Thank you for your help.

Mehrbod_Estaki · October 5, 2018, 4:09am

Hi @Fatemah,

This is assuming that the N values are within the x nucleotides you set in your 'trim' parameter. If there are N occurrences in the middle of your reads for instance, dada2 may still be discarding the whole reads.

From theDADA2 tutorial page:

We’ll use standard filtering parameters: maxN=0 (DADA2 requires no Ns)

This is why I was wondering if some of those problematic samples have Ns further along the middle of their reads for some reason. Would be worth checking out. N values are just nt that did not have any assignments, they happen sometimes in the first few thousands calls of Illumina which corresponds with the low quality of some runs in the first few bps on the 5' end. I imagine DADA2 has no idea how to model those so just discards the whole read all together.

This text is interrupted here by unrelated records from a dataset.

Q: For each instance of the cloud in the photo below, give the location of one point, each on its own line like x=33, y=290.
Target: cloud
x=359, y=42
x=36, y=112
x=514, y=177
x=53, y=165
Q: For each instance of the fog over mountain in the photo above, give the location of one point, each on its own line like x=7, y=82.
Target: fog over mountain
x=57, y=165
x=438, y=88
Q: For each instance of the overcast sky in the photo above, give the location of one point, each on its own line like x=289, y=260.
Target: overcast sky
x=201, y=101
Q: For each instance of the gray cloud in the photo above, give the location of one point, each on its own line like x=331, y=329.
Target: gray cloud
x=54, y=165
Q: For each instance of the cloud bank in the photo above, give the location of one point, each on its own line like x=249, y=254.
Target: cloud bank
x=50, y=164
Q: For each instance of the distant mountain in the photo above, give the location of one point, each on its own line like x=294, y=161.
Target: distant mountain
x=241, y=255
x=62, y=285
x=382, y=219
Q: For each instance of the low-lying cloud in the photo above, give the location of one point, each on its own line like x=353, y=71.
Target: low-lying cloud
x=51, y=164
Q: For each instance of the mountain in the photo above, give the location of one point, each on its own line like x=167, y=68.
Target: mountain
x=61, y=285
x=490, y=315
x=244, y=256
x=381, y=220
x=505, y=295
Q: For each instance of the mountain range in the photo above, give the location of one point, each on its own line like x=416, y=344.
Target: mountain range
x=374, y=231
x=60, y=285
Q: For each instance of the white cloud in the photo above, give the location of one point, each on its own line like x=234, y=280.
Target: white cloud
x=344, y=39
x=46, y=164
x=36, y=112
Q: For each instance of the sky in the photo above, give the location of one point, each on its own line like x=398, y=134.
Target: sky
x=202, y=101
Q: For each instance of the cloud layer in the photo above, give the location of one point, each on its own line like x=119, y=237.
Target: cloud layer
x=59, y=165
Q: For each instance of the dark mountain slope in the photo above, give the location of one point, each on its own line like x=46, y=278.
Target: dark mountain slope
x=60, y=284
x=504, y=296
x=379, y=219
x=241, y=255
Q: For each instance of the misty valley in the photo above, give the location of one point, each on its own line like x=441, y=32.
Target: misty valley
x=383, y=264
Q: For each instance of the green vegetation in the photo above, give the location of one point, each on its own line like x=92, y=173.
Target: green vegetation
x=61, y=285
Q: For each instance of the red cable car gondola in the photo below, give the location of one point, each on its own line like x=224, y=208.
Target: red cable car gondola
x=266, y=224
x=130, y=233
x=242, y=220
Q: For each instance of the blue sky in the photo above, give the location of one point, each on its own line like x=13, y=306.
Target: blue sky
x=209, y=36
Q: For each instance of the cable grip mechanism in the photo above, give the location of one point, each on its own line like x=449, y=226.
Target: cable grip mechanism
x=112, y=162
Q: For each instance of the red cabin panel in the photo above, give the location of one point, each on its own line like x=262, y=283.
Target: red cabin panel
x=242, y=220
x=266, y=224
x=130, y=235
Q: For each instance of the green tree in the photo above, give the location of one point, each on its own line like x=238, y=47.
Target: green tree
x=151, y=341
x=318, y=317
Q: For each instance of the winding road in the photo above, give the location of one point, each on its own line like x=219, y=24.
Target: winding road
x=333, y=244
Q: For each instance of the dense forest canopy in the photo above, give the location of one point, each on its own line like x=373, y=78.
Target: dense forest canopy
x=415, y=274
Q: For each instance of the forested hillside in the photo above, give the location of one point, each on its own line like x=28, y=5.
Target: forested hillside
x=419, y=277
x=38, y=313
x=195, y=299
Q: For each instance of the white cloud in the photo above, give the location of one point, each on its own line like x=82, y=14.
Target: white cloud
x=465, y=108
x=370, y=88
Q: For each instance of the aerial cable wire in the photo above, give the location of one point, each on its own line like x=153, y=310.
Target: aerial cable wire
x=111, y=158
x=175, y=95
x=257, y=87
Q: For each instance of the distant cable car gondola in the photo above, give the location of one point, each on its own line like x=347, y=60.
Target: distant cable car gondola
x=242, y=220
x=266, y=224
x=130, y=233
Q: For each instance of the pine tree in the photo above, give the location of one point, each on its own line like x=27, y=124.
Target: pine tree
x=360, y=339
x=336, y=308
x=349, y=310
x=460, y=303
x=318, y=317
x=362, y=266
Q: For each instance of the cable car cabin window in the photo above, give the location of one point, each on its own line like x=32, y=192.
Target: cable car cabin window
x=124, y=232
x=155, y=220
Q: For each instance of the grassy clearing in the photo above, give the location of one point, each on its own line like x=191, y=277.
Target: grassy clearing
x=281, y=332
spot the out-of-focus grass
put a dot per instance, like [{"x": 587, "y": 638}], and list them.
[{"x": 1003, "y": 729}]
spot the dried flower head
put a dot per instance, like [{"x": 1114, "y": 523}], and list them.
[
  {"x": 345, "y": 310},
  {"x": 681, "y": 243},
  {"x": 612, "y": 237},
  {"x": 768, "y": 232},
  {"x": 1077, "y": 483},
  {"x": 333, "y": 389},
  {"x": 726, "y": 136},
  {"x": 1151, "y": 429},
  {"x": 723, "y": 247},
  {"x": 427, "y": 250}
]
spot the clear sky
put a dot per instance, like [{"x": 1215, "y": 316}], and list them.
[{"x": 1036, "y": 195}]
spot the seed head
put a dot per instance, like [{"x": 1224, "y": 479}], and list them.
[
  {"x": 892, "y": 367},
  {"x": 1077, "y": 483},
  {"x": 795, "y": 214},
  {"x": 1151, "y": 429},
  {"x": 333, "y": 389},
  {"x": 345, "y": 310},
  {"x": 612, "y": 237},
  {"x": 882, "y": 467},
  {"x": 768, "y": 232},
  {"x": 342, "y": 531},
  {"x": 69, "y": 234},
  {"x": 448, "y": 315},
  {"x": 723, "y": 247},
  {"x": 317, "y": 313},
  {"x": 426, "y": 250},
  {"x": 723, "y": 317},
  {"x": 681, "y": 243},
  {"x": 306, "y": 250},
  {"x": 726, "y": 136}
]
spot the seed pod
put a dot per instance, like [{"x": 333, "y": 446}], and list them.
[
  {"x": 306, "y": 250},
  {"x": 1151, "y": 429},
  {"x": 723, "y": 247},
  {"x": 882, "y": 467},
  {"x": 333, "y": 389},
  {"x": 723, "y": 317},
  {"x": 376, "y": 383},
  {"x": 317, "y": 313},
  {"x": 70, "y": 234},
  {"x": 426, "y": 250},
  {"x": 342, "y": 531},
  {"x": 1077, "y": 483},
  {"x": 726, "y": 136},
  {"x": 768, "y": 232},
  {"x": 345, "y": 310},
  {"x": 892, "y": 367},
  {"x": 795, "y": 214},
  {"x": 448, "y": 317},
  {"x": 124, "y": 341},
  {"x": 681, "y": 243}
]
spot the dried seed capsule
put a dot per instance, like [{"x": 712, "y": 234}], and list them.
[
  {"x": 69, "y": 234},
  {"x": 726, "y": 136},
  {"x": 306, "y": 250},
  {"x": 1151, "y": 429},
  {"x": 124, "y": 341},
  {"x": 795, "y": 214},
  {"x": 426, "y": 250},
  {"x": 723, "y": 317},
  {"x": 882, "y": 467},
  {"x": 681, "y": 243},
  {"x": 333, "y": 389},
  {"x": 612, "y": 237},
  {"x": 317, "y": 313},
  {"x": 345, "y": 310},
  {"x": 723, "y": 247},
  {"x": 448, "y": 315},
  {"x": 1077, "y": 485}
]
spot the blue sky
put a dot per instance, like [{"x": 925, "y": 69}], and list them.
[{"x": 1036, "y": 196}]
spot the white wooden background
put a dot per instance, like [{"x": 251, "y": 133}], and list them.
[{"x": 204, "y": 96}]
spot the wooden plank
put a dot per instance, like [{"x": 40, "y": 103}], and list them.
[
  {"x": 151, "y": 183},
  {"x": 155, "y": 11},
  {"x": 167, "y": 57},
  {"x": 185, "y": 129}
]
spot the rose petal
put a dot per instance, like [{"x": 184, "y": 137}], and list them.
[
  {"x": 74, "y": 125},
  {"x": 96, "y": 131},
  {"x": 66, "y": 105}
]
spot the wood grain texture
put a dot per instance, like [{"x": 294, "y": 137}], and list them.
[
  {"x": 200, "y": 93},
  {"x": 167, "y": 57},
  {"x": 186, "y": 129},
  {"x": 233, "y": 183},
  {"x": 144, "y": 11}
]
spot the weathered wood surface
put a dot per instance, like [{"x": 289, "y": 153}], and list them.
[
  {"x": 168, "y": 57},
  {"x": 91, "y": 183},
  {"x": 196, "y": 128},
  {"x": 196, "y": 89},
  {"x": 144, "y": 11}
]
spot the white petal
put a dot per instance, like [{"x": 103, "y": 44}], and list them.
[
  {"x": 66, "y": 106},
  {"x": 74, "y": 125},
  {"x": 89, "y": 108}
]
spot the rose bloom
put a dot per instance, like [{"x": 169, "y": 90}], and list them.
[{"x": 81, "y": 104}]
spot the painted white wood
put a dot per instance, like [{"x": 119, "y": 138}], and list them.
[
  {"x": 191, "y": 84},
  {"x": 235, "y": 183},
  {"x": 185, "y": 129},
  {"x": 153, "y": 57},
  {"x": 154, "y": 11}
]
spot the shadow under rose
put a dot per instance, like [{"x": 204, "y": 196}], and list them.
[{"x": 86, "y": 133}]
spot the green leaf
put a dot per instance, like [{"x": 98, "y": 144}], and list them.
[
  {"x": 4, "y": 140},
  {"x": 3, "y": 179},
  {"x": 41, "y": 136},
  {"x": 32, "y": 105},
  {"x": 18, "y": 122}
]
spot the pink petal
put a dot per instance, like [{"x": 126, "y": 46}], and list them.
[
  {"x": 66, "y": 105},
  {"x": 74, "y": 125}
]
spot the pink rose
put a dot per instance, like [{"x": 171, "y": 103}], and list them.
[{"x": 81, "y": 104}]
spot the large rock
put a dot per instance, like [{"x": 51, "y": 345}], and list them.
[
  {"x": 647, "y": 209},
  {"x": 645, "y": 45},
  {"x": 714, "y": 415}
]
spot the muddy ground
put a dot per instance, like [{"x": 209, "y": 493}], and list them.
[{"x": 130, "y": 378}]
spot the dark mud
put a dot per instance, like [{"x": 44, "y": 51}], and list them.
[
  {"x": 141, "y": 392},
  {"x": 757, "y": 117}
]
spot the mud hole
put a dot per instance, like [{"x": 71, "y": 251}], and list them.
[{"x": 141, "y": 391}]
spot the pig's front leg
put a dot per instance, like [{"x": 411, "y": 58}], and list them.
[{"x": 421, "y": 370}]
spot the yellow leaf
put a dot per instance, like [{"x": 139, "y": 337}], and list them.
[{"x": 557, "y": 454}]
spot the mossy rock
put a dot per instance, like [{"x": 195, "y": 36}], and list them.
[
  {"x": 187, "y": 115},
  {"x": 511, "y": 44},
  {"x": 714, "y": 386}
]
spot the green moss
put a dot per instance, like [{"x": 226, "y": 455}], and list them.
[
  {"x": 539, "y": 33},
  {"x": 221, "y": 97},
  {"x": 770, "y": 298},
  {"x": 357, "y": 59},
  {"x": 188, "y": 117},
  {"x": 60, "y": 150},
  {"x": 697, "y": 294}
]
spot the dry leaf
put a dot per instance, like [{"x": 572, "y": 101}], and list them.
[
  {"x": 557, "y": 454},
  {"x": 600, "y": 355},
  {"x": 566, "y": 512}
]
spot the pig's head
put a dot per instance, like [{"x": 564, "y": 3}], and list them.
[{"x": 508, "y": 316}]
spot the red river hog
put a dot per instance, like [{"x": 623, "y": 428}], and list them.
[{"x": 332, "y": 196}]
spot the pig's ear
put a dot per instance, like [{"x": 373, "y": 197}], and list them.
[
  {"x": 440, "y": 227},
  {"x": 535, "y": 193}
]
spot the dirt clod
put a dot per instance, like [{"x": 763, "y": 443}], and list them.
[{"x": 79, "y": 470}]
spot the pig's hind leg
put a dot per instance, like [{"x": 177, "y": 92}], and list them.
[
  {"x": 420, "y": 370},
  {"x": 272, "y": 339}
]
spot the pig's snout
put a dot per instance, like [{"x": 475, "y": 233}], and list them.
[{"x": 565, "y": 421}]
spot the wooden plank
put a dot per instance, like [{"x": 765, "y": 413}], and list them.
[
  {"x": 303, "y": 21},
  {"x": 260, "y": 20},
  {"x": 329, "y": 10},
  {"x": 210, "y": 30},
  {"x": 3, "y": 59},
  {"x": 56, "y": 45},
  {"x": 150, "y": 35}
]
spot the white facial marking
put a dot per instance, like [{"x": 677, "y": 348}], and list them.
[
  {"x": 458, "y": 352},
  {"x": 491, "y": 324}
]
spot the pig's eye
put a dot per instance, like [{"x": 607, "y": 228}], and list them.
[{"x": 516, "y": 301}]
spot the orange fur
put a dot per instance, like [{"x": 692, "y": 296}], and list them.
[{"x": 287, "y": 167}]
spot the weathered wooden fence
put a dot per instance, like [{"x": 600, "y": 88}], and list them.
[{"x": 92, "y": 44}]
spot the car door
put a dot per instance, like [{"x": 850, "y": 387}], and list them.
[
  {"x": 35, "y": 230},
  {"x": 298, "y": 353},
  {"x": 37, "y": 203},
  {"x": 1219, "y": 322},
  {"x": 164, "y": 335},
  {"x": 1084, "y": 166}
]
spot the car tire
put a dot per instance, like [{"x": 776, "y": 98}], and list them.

That really does depend on your sample type and your sequencing steps. With low concentration samples you are more likely to have primer dimers, non-target amplification, etc but in almost all cases we still generally see at least 50% of reads passing the filter. Often much higher in the 60-90% range pass the filter. So while some of your samples fall within this range, there are certainly some that raise alarms. Again, totally dependent on the community being sequenced.

I would say let's try a rather conservative run. Still trim 20 off both your forward and reverse reads (in the event there are a bunch of N's), or more if you see Ns appearing later in those problematic reads.
And let's truncate at 170 in forward, and 190 on the reverse.
With your 221x2=442 total length for paired-ends run and your expected 806-515=291bp target size, you should have about 150 bp of overlap. So we want to make sure we don't truncate a more than 150- 30bp (for merging)= 120 bps.
In the scenario above we truncated 51 + 30 = 81, so we should still have plenty of ovlerlap and we are tossing away possibly some poor tails.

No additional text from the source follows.